Date of Award

Spring 1-1-2011

Document Type


Degree Name

Master of Science (MS)


Geological Sciences

First Advisor

James P.M. Syvitski

Second Advisor

Albert J. Kettner

Third Advisor

Irina Overeem


To identify general large-scale patterns (slope, slope change, sinuosity) along a river's course the worldwide SRTM 3 arc-second DEM satellite derived data was analyzed. Longitudinal profiles were calculated for sixteen rivers . This analysis uses auxiliary data sets to develop an understanding of the external and internal influences that are pressed upon and inherent within the lower 100 meters of the river systems. Contradictory to previous findings, the sixteen rivers studied here show that slope and sinuosity are not strongly correlated at the reach scale. The total river's longitudinal profile up to 100 meters, provides an average slope and sinuosity throughout the entire system and increases the correlation between slope and sinuosity (~0.56).
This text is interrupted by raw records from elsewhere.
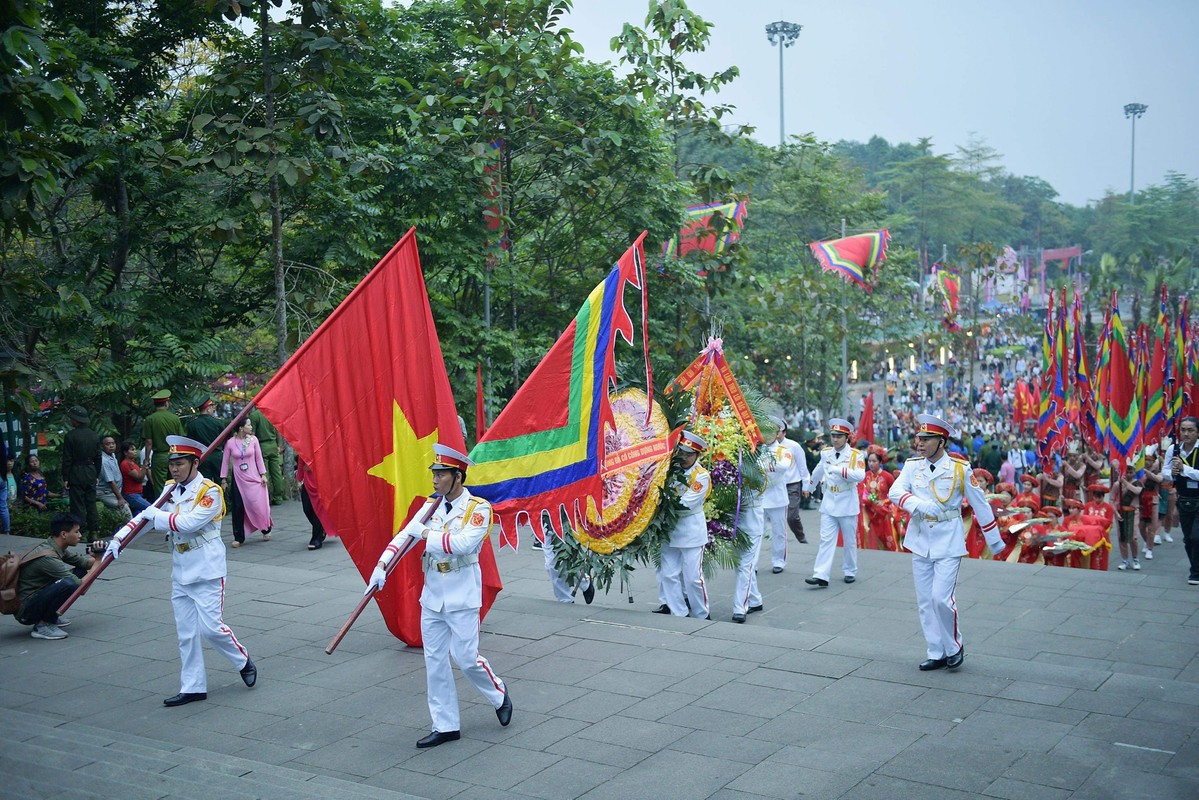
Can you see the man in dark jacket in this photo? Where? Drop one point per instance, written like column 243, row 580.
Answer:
column 49, row 573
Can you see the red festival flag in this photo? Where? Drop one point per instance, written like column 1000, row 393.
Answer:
column 367, row 425
column 866, row 425
column 856, row 258
column 480, row 404
column 1124, row 404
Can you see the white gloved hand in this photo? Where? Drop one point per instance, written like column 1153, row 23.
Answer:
column 114, row 548
column 378, row 578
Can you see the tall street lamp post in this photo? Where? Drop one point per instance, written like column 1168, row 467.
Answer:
column 1132, row 110
column 784, row 35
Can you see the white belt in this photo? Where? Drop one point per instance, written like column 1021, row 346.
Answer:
column 197, row 542
column 447, row 564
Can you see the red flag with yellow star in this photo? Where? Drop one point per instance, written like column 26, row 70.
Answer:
column 363, row 401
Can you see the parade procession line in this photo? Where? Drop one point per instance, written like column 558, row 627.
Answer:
column 1076, row 684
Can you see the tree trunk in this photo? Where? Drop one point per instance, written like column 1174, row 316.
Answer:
column 281, row 296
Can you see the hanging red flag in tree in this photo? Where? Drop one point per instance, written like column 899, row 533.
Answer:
column 866, row 425
column 366, row 425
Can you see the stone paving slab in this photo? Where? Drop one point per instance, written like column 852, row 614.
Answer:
column 1077, row 684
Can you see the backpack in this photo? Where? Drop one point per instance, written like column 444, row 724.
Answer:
column 10, row 578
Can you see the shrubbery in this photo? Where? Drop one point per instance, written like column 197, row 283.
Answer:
column 35, row 524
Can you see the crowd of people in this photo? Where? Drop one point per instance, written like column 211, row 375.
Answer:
column 121, row 475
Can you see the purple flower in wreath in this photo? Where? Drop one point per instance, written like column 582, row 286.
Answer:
column 718, row 529
column 724, row 473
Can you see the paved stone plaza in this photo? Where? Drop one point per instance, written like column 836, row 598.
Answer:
column 1076, row 684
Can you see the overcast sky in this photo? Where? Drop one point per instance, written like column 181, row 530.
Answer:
column 1042, row 82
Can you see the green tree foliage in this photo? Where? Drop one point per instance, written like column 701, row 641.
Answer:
column 191, row 186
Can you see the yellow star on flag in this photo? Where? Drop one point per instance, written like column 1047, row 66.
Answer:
column 407, row 467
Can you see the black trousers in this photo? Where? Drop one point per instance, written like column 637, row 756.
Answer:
column 42, row 606
column 1188, row 517
column 318, row 529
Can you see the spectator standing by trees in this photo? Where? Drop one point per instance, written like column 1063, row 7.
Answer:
column 6, row 492
column 80, row 468
column 205, row 426
column 155, row 429
column 271, row 444
column 108, row 488
column 132, row 476
column 248, row 498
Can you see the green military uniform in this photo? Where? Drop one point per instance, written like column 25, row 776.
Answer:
column 156, row 428
column 80, row 468
column 270, row 440
column 205, row 428
column 46, row 565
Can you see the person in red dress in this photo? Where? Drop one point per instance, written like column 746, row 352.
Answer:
column 877, row 522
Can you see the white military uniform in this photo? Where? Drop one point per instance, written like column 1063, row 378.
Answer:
column 838, row 471
column 451, row 601
column 681, row 571
column 932, row 494
column 746, row 594
column 778, row 463
column 192, row 516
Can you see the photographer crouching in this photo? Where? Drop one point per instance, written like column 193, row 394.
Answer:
column 49, row 573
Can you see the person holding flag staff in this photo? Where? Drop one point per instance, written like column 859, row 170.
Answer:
column 839, row 470
column 680, row 573
column 931, row 487
column 452, row 597
column 1182, row 468
column 191, row 516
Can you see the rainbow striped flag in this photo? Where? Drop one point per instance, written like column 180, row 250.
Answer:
column 1103, row 378
column 1178, row 368
column 546, row 450
column 854, row 256
column 1124, row 405
column 1156, row 379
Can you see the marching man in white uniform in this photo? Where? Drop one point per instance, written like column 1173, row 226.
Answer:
column 681, row 561
column 452, row 595
column 931, row 488
column 746, row 596
column 839, row 470
column 778, row 463
column 192, row 518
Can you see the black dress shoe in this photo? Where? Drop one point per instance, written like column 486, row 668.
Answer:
column 248, row 673
column 439, row 738
column 505, row 711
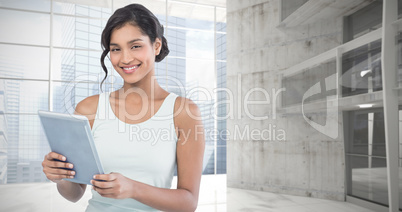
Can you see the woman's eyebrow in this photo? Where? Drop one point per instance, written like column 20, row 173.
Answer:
column 135, row 40
column 131, row 41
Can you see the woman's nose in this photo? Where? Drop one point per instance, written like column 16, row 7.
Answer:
column 127, row 58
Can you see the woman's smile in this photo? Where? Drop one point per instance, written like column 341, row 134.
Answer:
column 130, row 69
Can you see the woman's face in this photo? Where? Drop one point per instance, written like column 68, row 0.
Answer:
column 132, row 54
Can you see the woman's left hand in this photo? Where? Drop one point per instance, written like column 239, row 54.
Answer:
column 113, row 185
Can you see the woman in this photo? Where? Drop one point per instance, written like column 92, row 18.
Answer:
column 139, row 168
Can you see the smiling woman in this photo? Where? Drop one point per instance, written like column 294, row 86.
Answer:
column 139, row 170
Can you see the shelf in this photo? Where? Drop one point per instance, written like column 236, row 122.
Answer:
column 344, row 103
column 317, row 10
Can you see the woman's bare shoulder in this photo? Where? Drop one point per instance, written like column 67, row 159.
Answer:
column 88, row 106
column 185, row 109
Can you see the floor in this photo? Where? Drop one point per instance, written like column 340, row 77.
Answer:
column 214, row 196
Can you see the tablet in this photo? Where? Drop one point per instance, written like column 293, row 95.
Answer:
column 70, row 135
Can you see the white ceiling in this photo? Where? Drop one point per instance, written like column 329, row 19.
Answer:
column 193, row 9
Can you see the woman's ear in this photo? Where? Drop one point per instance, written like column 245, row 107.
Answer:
column 158, row 46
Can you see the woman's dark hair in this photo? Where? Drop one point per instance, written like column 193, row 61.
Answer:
column 139, row 16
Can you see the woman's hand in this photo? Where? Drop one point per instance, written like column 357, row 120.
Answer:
column 113, row 185
column 55, row 167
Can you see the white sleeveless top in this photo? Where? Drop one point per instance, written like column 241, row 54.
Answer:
column 145, row 152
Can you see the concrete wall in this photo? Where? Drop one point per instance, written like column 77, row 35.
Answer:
column 297, row 159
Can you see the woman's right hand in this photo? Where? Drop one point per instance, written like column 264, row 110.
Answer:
column 56, row 168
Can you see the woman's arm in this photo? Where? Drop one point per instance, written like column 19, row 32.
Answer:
column 190, row 151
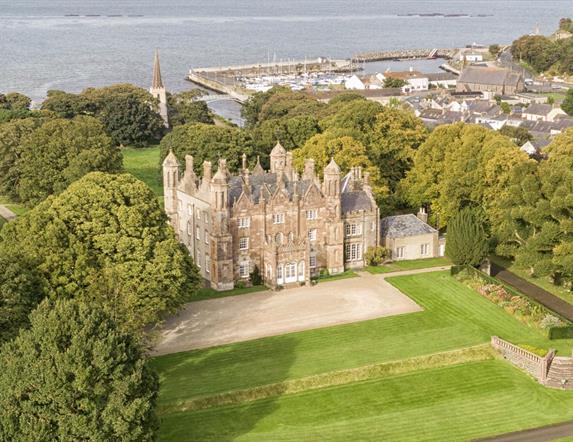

Comparing the entire river's longitudinal profiles also illustrates a threshold of planform sinuosity (>1.6) in which meandering rivers are found. Using this threshold, the Indus, Mississippi, and Fly Rivers are further examined to understand lateral migration rates, the link between meandering rivers and the production of oxbow lakes throughout their floodplain. The slope of three rivers was examined for external controls by overlaying geological data of bedrock type and fault locations. Neotectonics appears to impact the slope and/or sinuosity of the Mississippi, Niger, and Magdalena rivers. Results indicate growth faulting found in the mud-dominated systems of the Mississippi and Niger influences sinuosity. The resulting sinuosity is greatest in regions where these rivers are bound by growth faults. The Magdalena has several regions where the river intersects strike-slip faults, resulting in increased slopes with the more parallel the encounter. River longitudinal profiles can also reveal areas of bedload erosion and deposition. Zones of erosion (sources) and deposition (sinks), and knowing how to locate them, are of great interest to a variety of geoscientists. These predictive relationships will provide future assistance to the field of fluvial morphology.